# BERT for Data Extraction

https://arxiv.org/pdf/2010.09885

In [23]:
# Load model directly
from transformers import AutoTokenizer, AutoModelForMaskedLM
tokenizer = AutoTokenizer.from_pretrained("DeepChem/ChemBERTa-77M-MLM") # load tokenizer class

model = AutoModelForMaskedLM.from_pretrained("DeepChem/ChemBERTa-77M-MLM")

# Tokenizing the current Dataset.

For the model to understand, we have to tokenize the dataset completely.

- Models like BERT cannot process raw text directly. They require the text to be converted into numerical representations (tokens).
- Tokenization splits the text into smaller units (tokens), maps them to unique IDs, and prepares them for input into the model.
- Tokenizers are model specific: the tokenizer for one Cohere model is not compatible with the tokenizer for another Cohere model, because they were trained using different tokenization methods.

### Working of Entire Hugging face tokenizer

- Convert texts into tokens
- Map Tokens to IDs ( Assign each token to a unique ID)
- Add tokens like [CLS] and [SEP] (basically label as input and output)
- Returning Attention Masks: Generating a mask to indicate which tokens are actual input and which are padding.

BERTs use Subword based tokenization. They split one word into mulitple subwords.

In [None]:
text = "I am Satya"
text = "phenol is organic"
token = tokenizer.tokenize(text)
print(token)
token_ids = tokenizer.convert_tokens_to_ids(token)
print(token_ids)
encoded = tokenizer.encode(text, max_length=512, padding= True, truncation=True)
print(encoded)
ATTencoded = tokenizer(text, max_length=512, padding= True, truncation=True)
print(ATTencoded)
# Explanation: 1 for actual tokens, 0 for padding

['p', 'n', 'o', 's', 'o', 'n', 'c']
[206, 25, 44, 42, 44, 25, 15]
[12, 206, 25, 44, 42, 44, 25, 15, 13]
{'input_ids': [12, 206, 25, 44, 42, 44, 25, 15, 13], 'attention_mask': [1, 1, 1, 1, 1, 1, 1, 1, 1]}


- max_length: Controls the maximum size of the sequence.
- padding: Ensures all sequences in a batch are the same length.
- truncation: Shortens sequences that exceed the maximum length.
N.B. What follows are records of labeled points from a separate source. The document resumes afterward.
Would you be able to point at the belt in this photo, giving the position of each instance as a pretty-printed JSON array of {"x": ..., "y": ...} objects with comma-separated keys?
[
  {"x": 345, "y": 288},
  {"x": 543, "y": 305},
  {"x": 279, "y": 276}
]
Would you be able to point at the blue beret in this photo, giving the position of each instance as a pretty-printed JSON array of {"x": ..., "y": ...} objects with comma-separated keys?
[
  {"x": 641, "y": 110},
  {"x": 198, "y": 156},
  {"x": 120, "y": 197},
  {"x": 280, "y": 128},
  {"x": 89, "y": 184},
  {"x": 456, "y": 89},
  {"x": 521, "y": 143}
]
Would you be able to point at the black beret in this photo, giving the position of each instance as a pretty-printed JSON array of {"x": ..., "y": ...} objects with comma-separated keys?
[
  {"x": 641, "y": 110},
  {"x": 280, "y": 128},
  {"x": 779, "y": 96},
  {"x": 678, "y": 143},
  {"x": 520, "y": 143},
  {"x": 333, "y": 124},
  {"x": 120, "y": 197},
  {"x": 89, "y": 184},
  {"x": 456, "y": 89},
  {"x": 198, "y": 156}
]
### 1. Load Dataset and convert from pandas dataset to hugging face dataset.

- Why convert? Hugging Face Dataset is optimized for large datasets that may not fit into memory. It uses memory-mapped files and lazy loading, allowing you to work with datasets that are too large for a pandas DataFrame.

- Not just that, it also helps applying transformations to the dataset using .map() function

In [12]:
from datasets import *
from transformers import AutoTokenizer  
import pandas as pd

data = pd.read_csv(r"D:\Bunker\OneDrive - Amrita vishwa vidyapeetham\BaseCamp\ML\PLAI\Dataset_17_feat.csv")
data.head()

dataset = Dataset.from_pandas(data)

### 2. Tokenizer instantiation

In [None]:
tokenizer = AutoTokenizer.from_pretrained("DeepChem/ChemBERTa-77M-MLM") # load tokenizer class

### 3. Tokenize Dataset

"tokenized_dataset = dataset.map(token_it, batched=True)"

This line applies the token_it function to every row in your dataset.
The map function iterates through each row in the dataset and makes it a tokenized row

In [44]:


def token_it(dict):

    return tokenizer(dict["DP_Group"], padding=True, truncation=True, max_length=512)
    

tokenized_dataset = dataset.map(token_it, batched=True)
display(tokenized_dataset)

Map: 100%|██████████| 3783/3783 [00:00<00:00, 43645.96 examples/s]


Dataset({
    features: ['Experimental_index', 'DP_Group', 'LA/GA', 'Polymer_MW', 'CL Ratio', 'Drug_Tm', 'Drug_Pka', 'Initial D/M ratio', 'DLC', 'SA-V', 'SE', 'Drug_Mw', 'Drug_TPSA', 'Drug_NHA', 'Drug_LogP', 'Time', 'T=0.25', 'T=0.5', 'T=1.0', 'Release', 'input_ids', 'attention_mask'],
    num_rows: 3783
})

NICE! now we have tokenized our ENTIRE DATASET.
now lets train our model.

# Training(Fine-Tuning) the BERT Model

Transformers provides the Trainer API, which offers a comprehensive set of training features, for fine-tuning any of the models on the Hub.
https://huggingface.co/docs/transformers/en/training

### Importing 

In [48]:
from transformers import Trainer, TrainingArguments
from transformers import DataCollatorForLanguageModeling, TrainingArguments, Trainer


In [49]:

# Create a data collator for masked language modeling
data_collator = DataCollatorForLanguageModeling(
    tokenizer=tokenizer,
    mlm=True,
    mlm_probability=0.15
)

# Define training arguments
training_args = TrainingArguments(
    output_dir="./chemberta_finetuned",
    overwrite_output_dir=True,
    num_train_epochs=3,
    per_device_train_batch_size=8,
    learning_rate=5e-5,
    weight_decay=0.01,
    logging_dir="./logs",
    logging_steps=500,
    save_steps=1000,
    save_total_limit=2,
)

# Initialize the Trainer
trainer = Trainer(
    model=model,
    args=training_args,
    train_dataset=tokenized_dataset,
    data_collator=data_collator,
    tokenizer=tokenizer,
)

# Train the model
trainer.train()

# Save the fine-tuned model
model.save_pretrained("./chemberta_finetuned")
tokenizer.save_pretrained("./chemberta_finetuned")

  trainer = Trainer(


Step,Training Loss
500,0.7601
1000,0.3186


('./chemberta_finetuned\\tokenizer_config.json',
 './chemberta_finetuned\\special_tokens_map.json',
 './chemberta_finetuned\\vocab.json',
 './chemberta_finetuned\\merges.txt',
 './chemberta_finetuned\\added_tokens.json',
 './chemberta_finetuned\\tokenizer.json')